Indépendamment du sort futur de cette taxe de consultation, la commission a déjà soutenu, par 19 voix contre 7, l'idée que les assurés puissent s'adresser à une ligne téléphonique avant de se rendre chez le médecin. Pascal Couchepin avait suggéré un tel service comme compensation à la ponction de 30 francs.

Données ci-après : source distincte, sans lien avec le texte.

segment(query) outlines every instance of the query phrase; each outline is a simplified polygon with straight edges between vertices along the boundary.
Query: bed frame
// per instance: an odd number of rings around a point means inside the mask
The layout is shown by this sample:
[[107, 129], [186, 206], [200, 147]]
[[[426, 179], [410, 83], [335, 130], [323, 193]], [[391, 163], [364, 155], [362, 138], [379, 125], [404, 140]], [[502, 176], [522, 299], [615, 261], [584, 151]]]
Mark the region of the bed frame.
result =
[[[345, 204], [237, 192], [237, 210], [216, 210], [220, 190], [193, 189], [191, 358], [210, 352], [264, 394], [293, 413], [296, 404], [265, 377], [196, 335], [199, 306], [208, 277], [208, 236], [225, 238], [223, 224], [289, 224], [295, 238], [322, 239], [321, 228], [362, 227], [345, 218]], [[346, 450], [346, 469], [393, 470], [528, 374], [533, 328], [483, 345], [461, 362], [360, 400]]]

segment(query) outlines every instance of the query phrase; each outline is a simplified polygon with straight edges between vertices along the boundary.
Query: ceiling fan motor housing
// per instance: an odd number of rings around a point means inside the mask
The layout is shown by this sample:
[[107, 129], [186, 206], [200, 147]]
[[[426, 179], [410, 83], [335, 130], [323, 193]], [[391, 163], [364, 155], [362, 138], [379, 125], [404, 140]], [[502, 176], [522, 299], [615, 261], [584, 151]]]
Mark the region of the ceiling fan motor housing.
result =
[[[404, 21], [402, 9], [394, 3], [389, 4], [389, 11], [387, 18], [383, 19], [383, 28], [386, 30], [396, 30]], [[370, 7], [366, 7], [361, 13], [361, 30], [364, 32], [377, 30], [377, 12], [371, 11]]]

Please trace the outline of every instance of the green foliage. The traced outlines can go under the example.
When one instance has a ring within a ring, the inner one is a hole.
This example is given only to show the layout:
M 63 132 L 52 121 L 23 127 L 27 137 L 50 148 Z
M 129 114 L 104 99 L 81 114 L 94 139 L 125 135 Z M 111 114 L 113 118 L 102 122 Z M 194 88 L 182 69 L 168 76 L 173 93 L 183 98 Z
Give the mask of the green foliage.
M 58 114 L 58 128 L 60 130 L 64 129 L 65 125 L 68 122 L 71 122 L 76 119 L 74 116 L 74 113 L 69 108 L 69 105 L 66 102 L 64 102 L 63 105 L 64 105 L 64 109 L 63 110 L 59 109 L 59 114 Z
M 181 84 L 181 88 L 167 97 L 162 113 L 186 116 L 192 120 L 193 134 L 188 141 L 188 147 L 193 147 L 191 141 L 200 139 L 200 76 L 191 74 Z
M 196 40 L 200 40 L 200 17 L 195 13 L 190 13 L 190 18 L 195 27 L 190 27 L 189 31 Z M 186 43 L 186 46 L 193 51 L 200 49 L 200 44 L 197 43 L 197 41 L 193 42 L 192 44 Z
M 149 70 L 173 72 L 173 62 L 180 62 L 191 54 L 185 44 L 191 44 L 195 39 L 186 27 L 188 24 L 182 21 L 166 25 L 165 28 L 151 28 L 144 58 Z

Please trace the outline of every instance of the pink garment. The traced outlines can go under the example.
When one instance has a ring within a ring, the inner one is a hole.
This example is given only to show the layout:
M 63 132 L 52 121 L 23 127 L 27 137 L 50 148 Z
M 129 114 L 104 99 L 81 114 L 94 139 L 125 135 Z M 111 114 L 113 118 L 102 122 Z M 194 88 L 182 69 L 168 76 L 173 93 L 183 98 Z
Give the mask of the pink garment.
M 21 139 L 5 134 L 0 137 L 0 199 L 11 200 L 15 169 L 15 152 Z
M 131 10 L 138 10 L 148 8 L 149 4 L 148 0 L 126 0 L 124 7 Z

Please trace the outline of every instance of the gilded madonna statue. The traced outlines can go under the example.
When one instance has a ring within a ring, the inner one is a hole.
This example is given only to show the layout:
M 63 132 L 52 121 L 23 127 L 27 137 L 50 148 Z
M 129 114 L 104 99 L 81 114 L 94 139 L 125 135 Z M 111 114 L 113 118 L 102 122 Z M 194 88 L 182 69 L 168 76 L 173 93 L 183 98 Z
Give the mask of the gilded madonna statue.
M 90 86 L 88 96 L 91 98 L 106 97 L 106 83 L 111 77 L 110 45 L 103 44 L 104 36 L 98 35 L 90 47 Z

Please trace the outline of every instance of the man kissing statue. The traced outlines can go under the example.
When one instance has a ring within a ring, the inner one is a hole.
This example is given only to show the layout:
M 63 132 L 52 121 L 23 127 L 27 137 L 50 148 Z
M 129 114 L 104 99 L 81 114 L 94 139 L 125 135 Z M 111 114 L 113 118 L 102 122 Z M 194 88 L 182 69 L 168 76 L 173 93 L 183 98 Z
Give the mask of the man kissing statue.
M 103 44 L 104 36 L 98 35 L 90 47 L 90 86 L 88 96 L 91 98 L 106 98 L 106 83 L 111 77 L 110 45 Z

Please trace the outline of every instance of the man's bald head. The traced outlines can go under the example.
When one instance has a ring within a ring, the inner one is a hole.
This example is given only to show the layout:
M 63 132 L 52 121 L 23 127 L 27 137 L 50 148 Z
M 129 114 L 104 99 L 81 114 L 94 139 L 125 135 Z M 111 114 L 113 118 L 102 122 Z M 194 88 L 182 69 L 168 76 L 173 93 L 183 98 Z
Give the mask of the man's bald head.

Le conseil téléphonique est une option prometteuse car il peut contribuer à réduire le nombre des consultations, qui atteint quelque 45 millions par an, a souligné le président de la commission Jürg Stahl. Ces services seront indépendants des caisses maladie. Les données ne seront pas transmises aux assureurs.
Médicaments
Tant M. Stahl que Mme Meyer se sont félicités de la volonté de la commission de trouver des solutions pour endiguer les coûts dans le domaine de l'assurance maladie. Ainsi, ses membres se sont exprimés quasi à l'unanimité (23 voix sans opposition et 2 abstentions) en faveur d'une disposition supplémentaire visant à encourager les médecins et pharmaciens à prescrire les médicaments les moins chers.
Il n'y aura pas d'obligation, car cela n'est pas possible. Mais si un médicament plus cher est prescrit pour une raison ou une autre, l'assurance ne remboursera que 10% de la différence par rapport à la préparation identique la moins chère, a précisé la Fribourgeoise. Cet ajout est "un signal très important", a renchéri son collègue zurichois.
Caisses bon marché
Pour réduire la chasse aux bons risques, la commission entend par ailleurs interdire aux assurances de toucher des commissions et de démarcher de nouveaux clients par téléphone. Elle n'est toutefois pas allée jusqu'à bannir les caisses bon marché comme demandé par la gauche.
La commission a en outre accepté d'étendre la marge de manoeuvre du Conseil fédéral en matière de tarifs, qu'il s'agisse de la fixation du point TARMED ou dans le cas où les coûts de la santé augmentent de manière exagérée.